TIETA DO AGRESTE
EPISÓDIO Nº40
EPISÓDIO Nº40
De shorte, à mostra as longas pernas, as modeladas coxas, a blusa amarrada sob os seios, o umbigo de fora (ai, esses costumes de S. Paulo, os meninos vão perder a virgindade dos olhos! Perpétua toca com os dedos as contas do terço no bolso da saia), Leonora sorri, acalma Tieta:
- Vamos à praia noutro dia, Mãezinha. Dona Perpétua tem razão, a missa é mais importante. – sorri para Perpétua – Mãezinha veio falando em Mangue Seco a viagem toda. Mas a missa é sagrada.
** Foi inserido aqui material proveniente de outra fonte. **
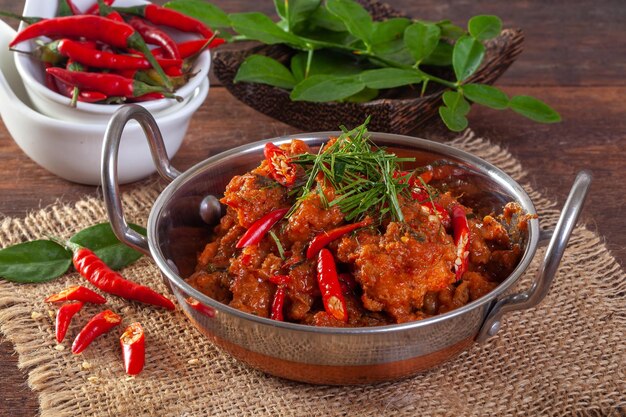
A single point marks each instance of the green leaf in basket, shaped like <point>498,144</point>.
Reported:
<point>449,30</point>
<point>421,39</point>
<point>390,77</point>
<point>356,19</point>
<point>103,242</point>
<point>467,56</point>
<point>484,27</point>
<point>534,109</point>
<point>320,88</point>
<point>265,70</point>
<point>257,26</point>
<point>36,261</point>
<point>296,12</point>
<point>486,95</point>
<point>454,121</point>
<point>323,19</point>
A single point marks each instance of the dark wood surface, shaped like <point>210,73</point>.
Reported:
<point>574,58</point>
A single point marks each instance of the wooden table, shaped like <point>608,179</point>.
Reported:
<point>574,59</point>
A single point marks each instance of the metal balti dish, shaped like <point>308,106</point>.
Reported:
<point>181,222</point>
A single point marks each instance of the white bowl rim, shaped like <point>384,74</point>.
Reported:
<point>203,62</point>
<point>202,66</point>
<point>19,105</point>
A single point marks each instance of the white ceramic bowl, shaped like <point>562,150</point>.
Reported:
<point>56,105</point>
<point>72,150</point>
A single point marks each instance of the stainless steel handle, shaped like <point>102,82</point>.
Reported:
<point>551,260</point>
<point>110,186</point>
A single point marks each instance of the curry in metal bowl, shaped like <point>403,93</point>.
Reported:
<point>349,236</point>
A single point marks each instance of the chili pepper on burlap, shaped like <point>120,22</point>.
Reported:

Muito bem, assim fala uma boa filha, mesmo sendo paulista, pouco atenta ao rigor do luto, aos prolongados ritos da morte, obrigatórios e rígidos em Agreste. Se Leonora se vestisse com decência, Perpétua só encontraria elogias a lhe fazer. Que necessidade tem de exibir o umbigo, que beleza existe num umbigo, pelo amor de Deus? Quem sabe, Peto poderia responder pois o olho apreciador vai e volta, das coxas para o umbigo, para a barriga de bilha, torneada.
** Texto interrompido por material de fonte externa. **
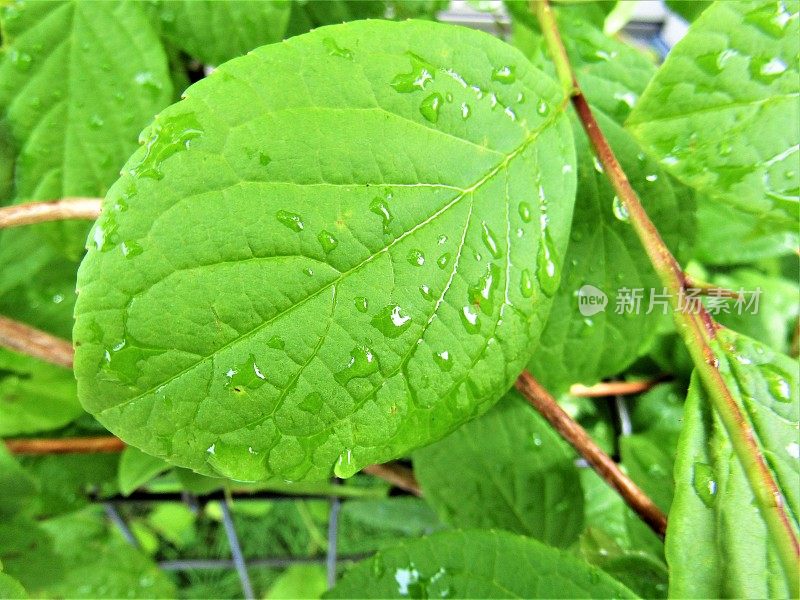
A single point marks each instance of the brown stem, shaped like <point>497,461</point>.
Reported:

- Tem razão, Nora. Continuo cabeçuda como uma cabra velha. Quando quero uma coisa não vejo nada à minha frente.
Iremos a Mangue Seco no outro fim-de-semana.
Conduzidas por Ricardo – vista a batina, acompanhe sua tia – foram à tarde conhecer a casa de Elisa. Barraco de pobre, mana, caro só o aluguel. Caro? Se fosse em São Paulo… Lá, para começar, só os multimilionários moram em casas, os demais vivem atulhados em apartamentos ou apodrecem em cortiços, sardinhas em lata. Em compensação, cada apartamento mais maravilhoso, não é? O de vocês, conte… Fica para depois, com tempo, agora precisamos ir. Não antes de comer uma fruta, um doce, tomar um cálice de licor senão me ofendo. Doce de araçá, raramente se faz, delicioso! Licor de jenipapo. O que eu vou engordar, meu Deus! Gulosa, de volta aos sabores da infância, Tieta repete a dose.
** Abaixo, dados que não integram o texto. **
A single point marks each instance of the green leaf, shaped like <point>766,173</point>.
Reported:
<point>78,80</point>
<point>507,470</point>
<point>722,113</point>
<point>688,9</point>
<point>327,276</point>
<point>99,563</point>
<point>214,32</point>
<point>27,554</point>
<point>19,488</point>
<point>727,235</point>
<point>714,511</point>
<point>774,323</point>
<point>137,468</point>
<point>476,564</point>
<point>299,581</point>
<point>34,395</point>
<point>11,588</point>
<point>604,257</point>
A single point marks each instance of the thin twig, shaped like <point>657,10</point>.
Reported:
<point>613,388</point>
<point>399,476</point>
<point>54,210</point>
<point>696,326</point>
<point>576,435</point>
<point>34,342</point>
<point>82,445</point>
Na rua, encontram Ascânio Trindade. Por acaso ou de propósito, deixou ele a Prefeitura às moscas? Querem ir aonde? Tem um passeio bonito: ali adiante o rio se alarga e forma pequena bacia, reduto das lavadeiras, lugar lindo, chama-se Bacia de Catarina, nome certamente posto, por um literato, antepassado de Barbozinha. Ou por ele mesmo noutra encarnação. Hoje não, tem de visitar dona a Agência dos Correios, prometeram a Carmosina. Vão ao Aerópago? Ao quê? Aerópago, é o apelido de Giovani Guimarães, um jornalista da capital, botou na Agência dos Correios quando esteve em Agreste: ali se reúnem os sábios. Gozado! Leonora aberta em riso, cristal a romper-se nas ruas de Agreste.
Breve parada na porta do cinema para dizer boa tarde ao árabe Chalita – ainda se lembra de mim? Quem pode te esquecer, Tieta? Sorvete de Mangaba, Leonora não conhece, vai ver o que é bom. Hoje é de graça: o árabe se cobra lavando a vista em Tieta e na moça. Regala-se com a visão de mil e uma noites, sob o transparente tecido dos modelos, iluminados por um raio de sol. Combinação anágua? Isso não se usa mais, peças de museu. Sutiã? Para quê, se os seios são firmes, não precisam de armação de entretela a sustentá-los? Calçola? Minúsculo tapa sexo e basta. Viva a civilização e voltem sempre, suplica o árabe progressista.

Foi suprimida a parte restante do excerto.